Jesus was all about the Reign or Kingdom of God. That Kingdom is a kingdom of life. The powers of the world often work against the kingdom of life. Sometimes we might lose hope. But the story of Jesus ends not with an agonizing death on the cross but with the words “he is not here, he has been raised”. Life wins. Resurrection happens and life wins. The world will never be the same because life wins. We can never be the same because we have met the Risen Christ.

Christ is Risen. Alleluia. Happy Easter.

Monday, April 8, 2019

Looking Ahead to April 14, 2019 -- Palm Sunday

This Sunday we start the final journey to Cross and Tomb as we remember the story of Jesus heading into Jerusalem.

The Scripture reading for this week is Luke 19:28-48

The Sermon title is And So It Begins

Early Thoughts: Holy Week is a week of contrasts. We go from the high excitement of the entry to the city to the darkness and despair of a cross on a hill to the promise shining with the Dawn of a new week and a new age.

And it all begins this Sunday.

When we read the story we see the hints of the shadow that is to come. Luke makes it clear that there are some in the crowd who are less than impressed with this display.[In their book The Last Week Marcus Borg and John Dominic Crossan suggest that this was not a spontaneous celebration but a carefully planned piece of street theater.] There is a threat in this display. The objectors know it and Jesus knows it.  When you are proclaiming a new way of being in the world there is a very strong chance that the "power and principalities" will strike back.

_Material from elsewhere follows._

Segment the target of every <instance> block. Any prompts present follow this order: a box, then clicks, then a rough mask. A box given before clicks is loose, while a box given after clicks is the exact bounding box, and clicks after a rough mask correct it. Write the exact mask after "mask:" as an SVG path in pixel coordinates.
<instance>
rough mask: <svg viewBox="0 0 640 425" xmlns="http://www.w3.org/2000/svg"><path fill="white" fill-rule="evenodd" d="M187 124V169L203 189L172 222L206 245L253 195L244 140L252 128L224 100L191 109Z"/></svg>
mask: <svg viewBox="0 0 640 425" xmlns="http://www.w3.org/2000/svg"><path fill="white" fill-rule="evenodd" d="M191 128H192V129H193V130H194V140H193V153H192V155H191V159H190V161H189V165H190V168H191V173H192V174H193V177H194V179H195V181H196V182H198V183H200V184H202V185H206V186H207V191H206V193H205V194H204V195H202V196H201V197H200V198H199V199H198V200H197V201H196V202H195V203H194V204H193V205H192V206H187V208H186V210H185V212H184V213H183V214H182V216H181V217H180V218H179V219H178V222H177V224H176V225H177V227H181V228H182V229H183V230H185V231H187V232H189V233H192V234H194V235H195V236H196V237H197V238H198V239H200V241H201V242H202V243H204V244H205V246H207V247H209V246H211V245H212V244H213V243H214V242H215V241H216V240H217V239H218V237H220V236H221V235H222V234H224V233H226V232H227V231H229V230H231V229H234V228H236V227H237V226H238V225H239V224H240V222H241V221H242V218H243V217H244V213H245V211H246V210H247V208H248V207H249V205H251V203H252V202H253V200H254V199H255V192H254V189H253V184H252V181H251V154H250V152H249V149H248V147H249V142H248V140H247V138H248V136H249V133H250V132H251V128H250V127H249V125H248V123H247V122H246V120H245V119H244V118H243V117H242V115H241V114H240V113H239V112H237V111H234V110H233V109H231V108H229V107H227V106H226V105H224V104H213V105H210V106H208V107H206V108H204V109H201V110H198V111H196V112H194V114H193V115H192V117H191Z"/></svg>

Then of course Jesus makes it plain that he is striking out against the way things are happening when the first thing he does after entering the city is cause trouble.

A new age is nigh.  The world is being reborn and renewed. That is never a safe or smooth or easy process.

So it begins....

Monday, April 1, 2019

Looking Forward to April 7, 2019 -- Lent 5 -- Communion

This week we conclude our series looking at Practices of the Church with a look at Communion (or the Eucharist, or the Lord's Supper).

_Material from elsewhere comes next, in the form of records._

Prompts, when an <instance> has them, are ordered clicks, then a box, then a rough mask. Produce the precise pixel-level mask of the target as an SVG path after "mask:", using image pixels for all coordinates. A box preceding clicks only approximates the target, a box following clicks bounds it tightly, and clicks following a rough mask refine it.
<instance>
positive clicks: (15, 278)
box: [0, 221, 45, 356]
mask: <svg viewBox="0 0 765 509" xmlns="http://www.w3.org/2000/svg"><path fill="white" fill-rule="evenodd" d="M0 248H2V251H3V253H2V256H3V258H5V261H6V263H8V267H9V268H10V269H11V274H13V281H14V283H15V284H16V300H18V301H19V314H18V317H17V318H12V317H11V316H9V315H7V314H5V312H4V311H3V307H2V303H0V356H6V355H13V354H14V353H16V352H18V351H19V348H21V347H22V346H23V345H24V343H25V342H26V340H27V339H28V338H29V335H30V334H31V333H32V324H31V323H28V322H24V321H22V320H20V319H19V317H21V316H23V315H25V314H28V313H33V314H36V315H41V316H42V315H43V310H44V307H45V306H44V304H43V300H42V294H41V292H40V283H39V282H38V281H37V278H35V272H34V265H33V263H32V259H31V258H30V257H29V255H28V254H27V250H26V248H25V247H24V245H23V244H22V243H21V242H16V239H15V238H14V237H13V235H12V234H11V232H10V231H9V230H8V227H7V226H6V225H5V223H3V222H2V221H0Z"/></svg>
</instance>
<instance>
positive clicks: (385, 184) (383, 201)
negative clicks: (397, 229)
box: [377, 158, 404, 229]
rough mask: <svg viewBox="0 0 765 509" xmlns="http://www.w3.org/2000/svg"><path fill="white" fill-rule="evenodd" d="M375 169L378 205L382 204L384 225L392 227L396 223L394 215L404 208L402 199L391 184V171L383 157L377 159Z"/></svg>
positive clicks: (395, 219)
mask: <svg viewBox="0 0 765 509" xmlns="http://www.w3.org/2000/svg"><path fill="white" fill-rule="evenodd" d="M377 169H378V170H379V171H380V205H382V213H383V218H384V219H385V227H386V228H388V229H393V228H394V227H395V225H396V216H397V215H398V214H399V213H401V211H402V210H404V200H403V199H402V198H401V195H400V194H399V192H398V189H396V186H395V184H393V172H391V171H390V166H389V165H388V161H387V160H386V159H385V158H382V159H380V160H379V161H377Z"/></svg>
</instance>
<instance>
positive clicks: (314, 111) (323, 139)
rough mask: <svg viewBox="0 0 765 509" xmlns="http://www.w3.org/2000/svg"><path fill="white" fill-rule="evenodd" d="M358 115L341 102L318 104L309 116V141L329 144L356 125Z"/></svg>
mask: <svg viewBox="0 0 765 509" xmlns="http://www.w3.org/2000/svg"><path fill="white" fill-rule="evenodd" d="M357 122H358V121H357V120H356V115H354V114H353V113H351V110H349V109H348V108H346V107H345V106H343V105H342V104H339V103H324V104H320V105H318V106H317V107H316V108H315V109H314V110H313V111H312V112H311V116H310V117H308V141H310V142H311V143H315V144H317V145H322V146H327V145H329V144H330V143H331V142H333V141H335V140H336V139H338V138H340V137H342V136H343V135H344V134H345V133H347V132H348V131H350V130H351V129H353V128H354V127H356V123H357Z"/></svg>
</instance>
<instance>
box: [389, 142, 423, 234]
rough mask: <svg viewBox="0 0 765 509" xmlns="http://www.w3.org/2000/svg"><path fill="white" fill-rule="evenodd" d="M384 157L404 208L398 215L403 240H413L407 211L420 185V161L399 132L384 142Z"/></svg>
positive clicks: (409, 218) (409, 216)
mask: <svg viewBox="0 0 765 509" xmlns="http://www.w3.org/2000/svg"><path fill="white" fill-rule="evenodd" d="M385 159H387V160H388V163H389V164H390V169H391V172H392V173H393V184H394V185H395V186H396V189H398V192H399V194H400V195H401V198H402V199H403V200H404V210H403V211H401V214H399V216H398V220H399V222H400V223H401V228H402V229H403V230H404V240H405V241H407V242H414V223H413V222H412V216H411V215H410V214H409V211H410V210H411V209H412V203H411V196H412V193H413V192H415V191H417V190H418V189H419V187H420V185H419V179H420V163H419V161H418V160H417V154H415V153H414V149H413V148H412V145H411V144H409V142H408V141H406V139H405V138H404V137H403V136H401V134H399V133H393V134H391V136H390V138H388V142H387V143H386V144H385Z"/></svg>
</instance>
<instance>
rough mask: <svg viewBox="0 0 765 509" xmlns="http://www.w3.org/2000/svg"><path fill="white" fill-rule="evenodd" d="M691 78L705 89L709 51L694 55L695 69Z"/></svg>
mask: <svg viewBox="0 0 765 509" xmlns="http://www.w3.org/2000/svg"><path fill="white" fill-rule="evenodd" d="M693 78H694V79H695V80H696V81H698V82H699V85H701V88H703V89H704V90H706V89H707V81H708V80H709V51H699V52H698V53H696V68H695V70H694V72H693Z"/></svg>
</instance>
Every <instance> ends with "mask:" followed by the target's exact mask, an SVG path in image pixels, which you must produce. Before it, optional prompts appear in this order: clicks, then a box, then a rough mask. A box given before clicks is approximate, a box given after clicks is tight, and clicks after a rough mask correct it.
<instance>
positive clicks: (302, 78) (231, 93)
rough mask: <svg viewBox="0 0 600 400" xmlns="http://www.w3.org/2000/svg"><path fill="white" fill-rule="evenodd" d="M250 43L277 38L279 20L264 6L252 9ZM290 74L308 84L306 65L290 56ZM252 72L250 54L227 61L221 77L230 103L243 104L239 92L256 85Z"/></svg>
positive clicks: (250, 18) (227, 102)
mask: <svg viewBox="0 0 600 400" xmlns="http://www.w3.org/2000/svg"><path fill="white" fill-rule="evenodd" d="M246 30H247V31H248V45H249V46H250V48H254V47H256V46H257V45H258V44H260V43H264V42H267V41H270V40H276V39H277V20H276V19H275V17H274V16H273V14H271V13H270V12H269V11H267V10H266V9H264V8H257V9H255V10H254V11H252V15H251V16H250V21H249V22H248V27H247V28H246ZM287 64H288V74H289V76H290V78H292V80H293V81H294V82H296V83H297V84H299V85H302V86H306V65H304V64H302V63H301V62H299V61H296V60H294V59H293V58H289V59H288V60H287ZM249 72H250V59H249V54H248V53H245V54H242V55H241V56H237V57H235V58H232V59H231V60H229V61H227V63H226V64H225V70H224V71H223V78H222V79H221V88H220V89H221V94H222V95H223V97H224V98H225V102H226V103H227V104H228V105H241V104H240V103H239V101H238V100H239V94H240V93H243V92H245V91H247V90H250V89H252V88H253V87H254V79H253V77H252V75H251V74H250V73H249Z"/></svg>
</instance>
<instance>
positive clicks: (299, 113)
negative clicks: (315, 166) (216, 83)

The Scripture reading for this week is Mark 14:22-26
We will also reading chapter 9 from the Didache, one of the writings of the Early Church.

The Sermon title is The Table of Faith

Early Thoughts: A simple ceremonial meal.  A bit of bread, a bit of juice. What does it mean? Why do we do it?

One short answer is "because we always have". Another short answer is "because Jesus told us to". As far as we can tell gathering at the table to remember the story where Jesus takes bread, blesses it, breaks it and shares it saying "this is my body, broken for you" and takes a cup, blesses it and shares it saying "this is my blood, whenever you do this remember me". One of the earliest attestations we have to this practice is in Paul's letter to the church in Corinth (1 Corinthians 11:17-34). The Didache, from which we are hearing this week is an early piece (late 1st century, early 2nd century) of teaching for the early church and includes instructions on how to celebrate the central meal of faith. Christians have been gathering around table since the first Easter.

But that only seems to be part of the answer.  After all, many of us consider "because we always have" to be a problematic answer when asked why we are doing something. At the very least we want to look at whether we should still be doing the activity, does it still have meaning and purpose?

Over the centuries there have been many discussions about this Sacrament. People have debated how it should be celebrated, who should be welcomed to the table, who should preside at the table, how often it should happen, and what does it mean. More recent debates have included what kind of bread to use in a world where we are so much more aware of food allergies/sensitivities/intolerances. It is somewhat ironic that if planning an ecumenical worship it is much much easier to NOT have communion because of the various understandings that are out there.

SO what does communion mean to you?
What happens when we gather together at the table of faith?
ANd if breaking bread together is so integral to Christian faith what does that mean about the potluck dinner?